Il secondo punto (oggettivo) per l’eccezionalità della serata è stata la presenza contemporanea in scaletta di tre brani amatissimi da ogni buon fan della prima ora, ovvero “Street Spirit”, “Exit Music” e “Fake Plastic Trees”. E’ nota una certa ritrosia del gruppo a non compiacere il pubblico con scalette preconfezionate o “telefonate” (basti ricordare la querelle passata ma durata per lungo tempo sulla scelta di non suonare “Creep”), per cui il regalo così marcato di questo insuperabile trittico non può che significare una serata rara e preziosa.
Infine, ultima annotazione, si è assistito al ritorno del vero pubblico dei Radiohead: durante la tournée del 2012 si era notata una certa trasformazione dei concerti della band di Oxford in evento, quel fenomeno per cui non è importante chi suona, conta esserci e quindi alla data di Bologna ad esempio ci fu un completo disinteresse di parte del pubblico al live, con crocicchi rumorosi, dialoghi continui, urletti come ad un concerto di Ligabue. Il che, mentre Thom Yorke canta, è inaccettabile. Ieri sera invece il rispetto è stato massimo, davvero impressionante se si pensa che erano presenti 50.000 persone: in tutti i punti in cui le atmosfere si sono fatte confidenziali e raccolte, come ad esempio nel pre-finale di “Weird Fishes/Arpeggi” o nelle tre canzoni-meraviglia di cui sopra, si è raggiunto un livello incredibile di silenzio estatico, ed è difficile da spiegare sentire che 50.000 persone stanno trattenendo il respiro contemporaneamente per cogliere tutte le sfumature del pathos di Yorke.

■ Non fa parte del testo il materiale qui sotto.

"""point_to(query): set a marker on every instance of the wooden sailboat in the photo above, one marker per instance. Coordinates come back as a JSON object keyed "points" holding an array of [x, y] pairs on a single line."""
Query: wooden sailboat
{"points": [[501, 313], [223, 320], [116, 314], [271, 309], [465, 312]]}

Fatte queste premesse, descrivere il live è invece semplice: prima hanno suonato per loro, e poi per noi. E’ parso infatti che nella prima parte del concerto i Radiohead abbiano come inscenato una jam, una prova libera en plain air. L’approccio è stato jazzistico, quell’intenzione di essere sciolti nelle reinterpretazioni per puntare sull’estro e sull’estemporaneità più che sull’impatto: nel dipingere due songs così impressioniste come “Daydreaming” e “Desert Island Song”, nella bolla sonora di “Ful Stop”, negli stop-and-go di “15 Step” e negli altri brani della prima dozzina i Radiohead hanno lasciato la macchina in folle in discesa. Tranne che per la parte ritmica (Colin Greenwood monumentale) per gli altri è stato decretato il liberi tutti. Con risultati alterni, che alle volte che non sono arrivati totalmente al pubblico, rimasto un po’ spaesato come se stesse assistendo ad una prova generale e non al concerto vero e proprio, e con qualche slegatura di troppo.

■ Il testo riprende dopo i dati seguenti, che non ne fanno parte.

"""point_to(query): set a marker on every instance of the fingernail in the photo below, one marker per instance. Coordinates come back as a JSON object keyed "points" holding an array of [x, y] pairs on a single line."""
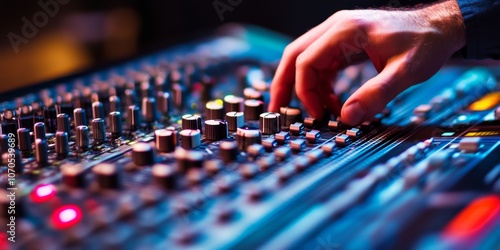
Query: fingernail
{"points": [[353, 114]]}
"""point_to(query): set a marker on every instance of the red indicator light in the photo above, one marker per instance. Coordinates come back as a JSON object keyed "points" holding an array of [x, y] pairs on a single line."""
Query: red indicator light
{"points": [[66, 217], [474, 218], [43, 193]]}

Da “Exit Music” in avanti, e soprattutto dopo l’encore, è cambiato tutto. E’ stato come se convintamente la band avesse voluto regalare ai fans proprio quello che gli stessi anelavano: le canzoni più adorate, suonate con l’impatto e la precisione di una volta, e soprattutto con la stessa voglia. E in quest’ottica anche il diverso mood caraibico di “Paranoid Android” è parso naturale. Poi chi ha frequentato in passato i live dei nostri può capire bene, senza bisogno di tanti giri di parole, cosa significhi sentire l’attacco di “Street Spirit” e comprendere che, finalmente, l’hai raggiunta un’altra volta dopo averla inseguita per tanto (l’ultima mia fu Ferrara 2003, la prima data, quella del venerdì). Una canzone drammatica che parla di guardare il diavolo dritto negli occhi, un brano che lo stesso Yorke fatica ad interpretare live perché conscio del mistero sotteso a quel fade out, all’eterno scomparire (e rifarsi) della vita.

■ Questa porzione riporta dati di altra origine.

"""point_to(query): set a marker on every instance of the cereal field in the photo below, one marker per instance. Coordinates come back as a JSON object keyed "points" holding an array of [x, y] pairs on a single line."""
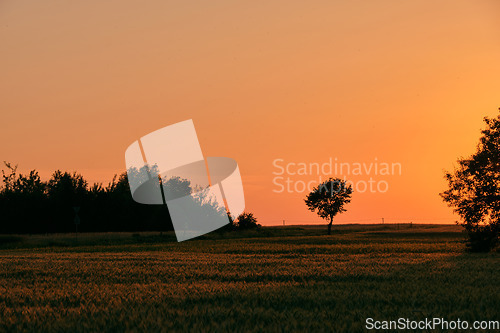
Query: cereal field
{"points": [[274, 279]]}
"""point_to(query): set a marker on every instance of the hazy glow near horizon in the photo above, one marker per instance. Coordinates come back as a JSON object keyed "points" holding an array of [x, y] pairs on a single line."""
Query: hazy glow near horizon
{"points": [[361, 82]]}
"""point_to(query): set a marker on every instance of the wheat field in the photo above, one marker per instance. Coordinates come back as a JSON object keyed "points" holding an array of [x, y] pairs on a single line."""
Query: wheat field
{"points": [[273, 279]]}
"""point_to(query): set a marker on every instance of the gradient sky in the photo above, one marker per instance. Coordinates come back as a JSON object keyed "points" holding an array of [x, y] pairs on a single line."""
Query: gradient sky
{"points": [[401, 81]]}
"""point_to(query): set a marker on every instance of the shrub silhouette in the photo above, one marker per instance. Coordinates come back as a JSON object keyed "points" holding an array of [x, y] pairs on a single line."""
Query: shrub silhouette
{"points": [[329, 198]]}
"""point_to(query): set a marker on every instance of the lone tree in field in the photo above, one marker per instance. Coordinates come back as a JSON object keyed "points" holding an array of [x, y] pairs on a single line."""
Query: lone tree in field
{"points": [[474, 190], [329, 198]]}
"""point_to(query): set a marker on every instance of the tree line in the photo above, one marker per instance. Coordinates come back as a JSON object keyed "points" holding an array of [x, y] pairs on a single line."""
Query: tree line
{"points": [[30, 205]]}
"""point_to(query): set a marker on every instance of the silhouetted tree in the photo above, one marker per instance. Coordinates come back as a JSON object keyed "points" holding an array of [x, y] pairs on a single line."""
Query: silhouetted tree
{"points": [[474, 190], [246, 221], [329, 198]]}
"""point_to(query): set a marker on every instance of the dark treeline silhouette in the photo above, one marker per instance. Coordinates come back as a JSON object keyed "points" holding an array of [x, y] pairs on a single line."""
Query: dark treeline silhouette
{"points": [[30, 205]]}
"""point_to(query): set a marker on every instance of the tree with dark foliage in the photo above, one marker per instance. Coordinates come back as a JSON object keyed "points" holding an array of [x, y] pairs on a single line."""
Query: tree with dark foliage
{"points": [[329, 198], [246, 221], [474, 190]]}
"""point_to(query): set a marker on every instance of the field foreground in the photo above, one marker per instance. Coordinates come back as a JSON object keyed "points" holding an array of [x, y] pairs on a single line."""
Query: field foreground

Ma la sorpresa è stata doppia perché, a causa proprio di questa drammaticità, molte volte “Street Spirit” chiude i concerti, per cui i secondi encore sono stati totalmente inaspettati. E da brividi: anche qui, nessun recensore potrà mai mettere in parole cosa vibra sulla schiena quando Thom canta “If i could be who you wanted all the time”. E’ un attimo di eterno.
Ed è comunque difficile raccontare la contentezza nello sguardo di Yorke quando – terminata “Karma Police” – ritorna da solo davanti alla folla a suonare solo con la chitarra il ritornello per farlo cantare modello karaoke. Qualcuno potrebbe inorridire, ma è stato un gesto bellissimo, che ha chiuso in maniera straordinariamente empatica un live iniziato in modalità un po’ solipsistica.
Cari ragazzi, ci vediamo in ogni caso domani.